GEREĞİ DÜŞÜNÜLDÜ: Davacı vekili dava dilekçesinde; taraflar arasında 26.05.2011 tarihli Standard Hizmet ve Danışmanlık Sözleşmesi imzalandığı, sözleşmenin 7 nci maddesi uyarınca sözleşmenin 3 yılın sonunda taraflardan herhangi birinin diğerine 60 gün öncesinden fesip bildirimi yapmadığı sürece anlaşmanın otomatik olarak 3 yıl uzatılacağının düzenlendiğini, davalı tarafça süresinde fesih bildirimi yapılmadığından sözleşmenin 3 yıl uzadığını, sözleşmeden doğan yükümlülüklerini yerine getirmeyen davalıya Beşiktaş … Noterliğinin 16.12.2014 tarih ve … yevmiye nolu ve 11.03.2015 tarih ve … yevmiye nolu ihtarnamesi talep edilen alacağın tahsili için İstanbul … İcra Müdürlüğü’nün … Esas sayılı dosyasıyla icra takibi başlatıldığını, davalının takibe haksız olarak itiraz ettiğinden bahisle itirazın iptali ile takibin devamına, %20’den az olmamak üzere icra inkar tazminatına hükmedilmesine karar verilmesini talep ve dava etmiştir.

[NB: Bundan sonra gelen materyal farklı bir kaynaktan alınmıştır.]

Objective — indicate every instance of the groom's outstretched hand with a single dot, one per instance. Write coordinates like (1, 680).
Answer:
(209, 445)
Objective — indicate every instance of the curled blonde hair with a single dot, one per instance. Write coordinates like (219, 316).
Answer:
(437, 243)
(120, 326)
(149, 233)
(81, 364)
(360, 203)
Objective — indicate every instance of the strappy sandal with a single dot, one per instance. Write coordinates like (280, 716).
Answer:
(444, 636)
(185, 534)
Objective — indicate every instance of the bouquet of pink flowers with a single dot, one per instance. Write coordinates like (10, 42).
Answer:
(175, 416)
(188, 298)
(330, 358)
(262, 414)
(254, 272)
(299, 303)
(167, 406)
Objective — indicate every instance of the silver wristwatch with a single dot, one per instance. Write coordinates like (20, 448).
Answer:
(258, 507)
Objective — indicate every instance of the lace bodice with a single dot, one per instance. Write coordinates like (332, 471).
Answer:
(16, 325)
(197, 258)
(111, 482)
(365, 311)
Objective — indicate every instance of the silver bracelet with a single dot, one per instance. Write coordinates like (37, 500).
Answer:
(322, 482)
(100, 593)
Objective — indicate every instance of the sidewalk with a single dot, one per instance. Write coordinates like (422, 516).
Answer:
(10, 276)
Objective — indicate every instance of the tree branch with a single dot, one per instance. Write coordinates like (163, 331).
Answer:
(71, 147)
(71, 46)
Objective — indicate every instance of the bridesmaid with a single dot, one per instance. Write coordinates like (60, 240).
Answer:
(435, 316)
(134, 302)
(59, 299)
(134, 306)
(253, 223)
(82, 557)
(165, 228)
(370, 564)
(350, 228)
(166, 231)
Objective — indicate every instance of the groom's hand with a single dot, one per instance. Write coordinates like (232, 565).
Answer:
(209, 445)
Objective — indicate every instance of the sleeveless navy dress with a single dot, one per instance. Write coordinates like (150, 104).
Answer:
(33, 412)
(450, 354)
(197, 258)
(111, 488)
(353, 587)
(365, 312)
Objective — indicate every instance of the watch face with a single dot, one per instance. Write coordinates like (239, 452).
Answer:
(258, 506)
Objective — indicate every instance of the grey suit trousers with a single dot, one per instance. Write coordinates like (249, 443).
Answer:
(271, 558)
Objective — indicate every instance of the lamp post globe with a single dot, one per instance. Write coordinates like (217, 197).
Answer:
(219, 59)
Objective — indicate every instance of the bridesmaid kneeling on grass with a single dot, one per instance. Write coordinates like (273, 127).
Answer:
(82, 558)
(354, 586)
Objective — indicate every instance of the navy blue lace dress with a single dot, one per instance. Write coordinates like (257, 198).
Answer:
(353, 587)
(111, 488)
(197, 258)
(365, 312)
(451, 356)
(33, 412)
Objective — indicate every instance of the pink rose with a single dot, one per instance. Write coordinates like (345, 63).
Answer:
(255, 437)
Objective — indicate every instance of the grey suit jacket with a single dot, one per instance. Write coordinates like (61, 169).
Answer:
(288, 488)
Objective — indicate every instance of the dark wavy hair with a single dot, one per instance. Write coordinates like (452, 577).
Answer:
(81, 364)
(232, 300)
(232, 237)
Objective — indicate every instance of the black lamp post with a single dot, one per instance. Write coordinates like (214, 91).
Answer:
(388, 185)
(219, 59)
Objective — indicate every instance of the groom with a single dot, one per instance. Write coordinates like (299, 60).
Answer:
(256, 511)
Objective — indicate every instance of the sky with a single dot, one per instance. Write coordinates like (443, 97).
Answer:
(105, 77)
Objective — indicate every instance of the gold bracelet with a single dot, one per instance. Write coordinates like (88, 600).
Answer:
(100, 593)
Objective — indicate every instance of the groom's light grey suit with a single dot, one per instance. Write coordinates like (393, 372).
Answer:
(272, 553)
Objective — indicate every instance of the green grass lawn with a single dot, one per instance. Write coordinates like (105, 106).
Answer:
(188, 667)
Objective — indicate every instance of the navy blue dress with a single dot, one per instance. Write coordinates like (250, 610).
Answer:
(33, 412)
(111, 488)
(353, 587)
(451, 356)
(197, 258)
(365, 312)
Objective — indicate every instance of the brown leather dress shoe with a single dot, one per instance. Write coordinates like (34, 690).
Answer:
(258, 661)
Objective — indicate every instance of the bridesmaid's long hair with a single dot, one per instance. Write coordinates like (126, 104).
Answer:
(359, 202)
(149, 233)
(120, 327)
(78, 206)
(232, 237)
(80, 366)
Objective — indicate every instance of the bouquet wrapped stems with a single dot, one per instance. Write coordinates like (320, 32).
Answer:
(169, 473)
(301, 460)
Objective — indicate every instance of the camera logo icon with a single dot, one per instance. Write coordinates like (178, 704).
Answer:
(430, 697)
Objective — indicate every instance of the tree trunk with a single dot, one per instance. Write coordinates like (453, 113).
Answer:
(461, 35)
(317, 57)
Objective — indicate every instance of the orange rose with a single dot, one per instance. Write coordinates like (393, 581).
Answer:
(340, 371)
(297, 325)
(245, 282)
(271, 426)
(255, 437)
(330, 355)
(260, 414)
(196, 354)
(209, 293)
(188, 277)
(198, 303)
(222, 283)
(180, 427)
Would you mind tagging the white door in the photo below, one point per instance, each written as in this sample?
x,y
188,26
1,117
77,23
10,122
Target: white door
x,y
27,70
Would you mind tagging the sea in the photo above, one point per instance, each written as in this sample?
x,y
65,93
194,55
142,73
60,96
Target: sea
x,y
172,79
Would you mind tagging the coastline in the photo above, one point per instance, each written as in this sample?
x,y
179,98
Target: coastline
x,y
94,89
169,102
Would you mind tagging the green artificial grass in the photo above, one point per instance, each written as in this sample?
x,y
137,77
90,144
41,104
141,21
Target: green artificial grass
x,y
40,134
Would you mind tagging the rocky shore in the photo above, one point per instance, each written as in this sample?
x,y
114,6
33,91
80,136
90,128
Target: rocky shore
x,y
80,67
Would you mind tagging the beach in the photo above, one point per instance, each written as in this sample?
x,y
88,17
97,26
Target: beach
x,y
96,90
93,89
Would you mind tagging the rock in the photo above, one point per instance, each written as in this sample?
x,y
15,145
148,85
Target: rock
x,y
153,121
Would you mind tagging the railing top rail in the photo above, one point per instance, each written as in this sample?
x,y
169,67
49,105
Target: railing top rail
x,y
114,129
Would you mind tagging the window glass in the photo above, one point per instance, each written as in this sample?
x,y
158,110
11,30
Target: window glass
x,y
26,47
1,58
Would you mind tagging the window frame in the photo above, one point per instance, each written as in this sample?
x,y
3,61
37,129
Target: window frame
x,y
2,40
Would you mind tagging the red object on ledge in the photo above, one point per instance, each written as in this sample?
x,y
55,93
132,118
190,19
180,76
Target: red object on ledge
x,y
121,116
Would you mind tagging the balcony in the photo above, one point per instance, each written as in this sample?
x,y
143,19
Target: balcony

CEVAP: Davalı vekili cevap dilekçesi ile; davacı şirket ile davalı müvekkili şirket arasında Standart Hizmet ve Danışmanlık Anlaşması imzalandığının doğru olduğunu ancak davacı tarafından delil listesi eki olarak sunulan sözleşmenin taraflar arasında yürürlükte ve geçerli olan sözleşme metni olmadığını, dilekçe ekinde bir örneğini sundukları geçerli ve yürürlükte olan sözleşmenin 7.1. maddesi gereği davacıya Beyoğlu …Noterliğinin 05.12.2014 tarih ve … yevmiye nolu ihtarnamesi keşide edilerek 60 gün sonra geçerli olmak üzere sözleşme fesh edildiğini, işbu ihtarnamenin davacıya 09.12.2014 tarihinde tebliğ edildiği, sözleşmenin 7.1. madde düzenlemesinin ise “İşbu anlaşma 26 Mayıs 2011 tarihi itibari ile yürürlüğe girer ve taraflardan herhangi birinin diğerine 60 (Altmış) gün öncesinden fesih bildirimini yapmadığı sürece otomatik olarak uzatılacaktır.” hükmünü içerdiğini, davacıya sözleşme gereği fesih ihtarında bulunulduğunu ve fesih tarihine kadar olan ödemelerin de yapılmış olduğundan fesih sonrasına ilişkin davacının alacak talebi haksız ve mesnetsiz olduğunu, dava dilekçesinde aksi yöndeki beyan ve iddiaların gerçeği yansıtmadığını, açıklanan nedenlerle, davacıya, davalı şirketin takip ve dava konusu herhangi bir borcu bulunmadığından takip ve alacak talebinin kötüniyetli olduğundan bahisle davanın reddi ile davacı aleyhine takip konusu alacağın % 20 sinden aşağı olmamak üzere tazminata hükmedilmesini talep etmiştir.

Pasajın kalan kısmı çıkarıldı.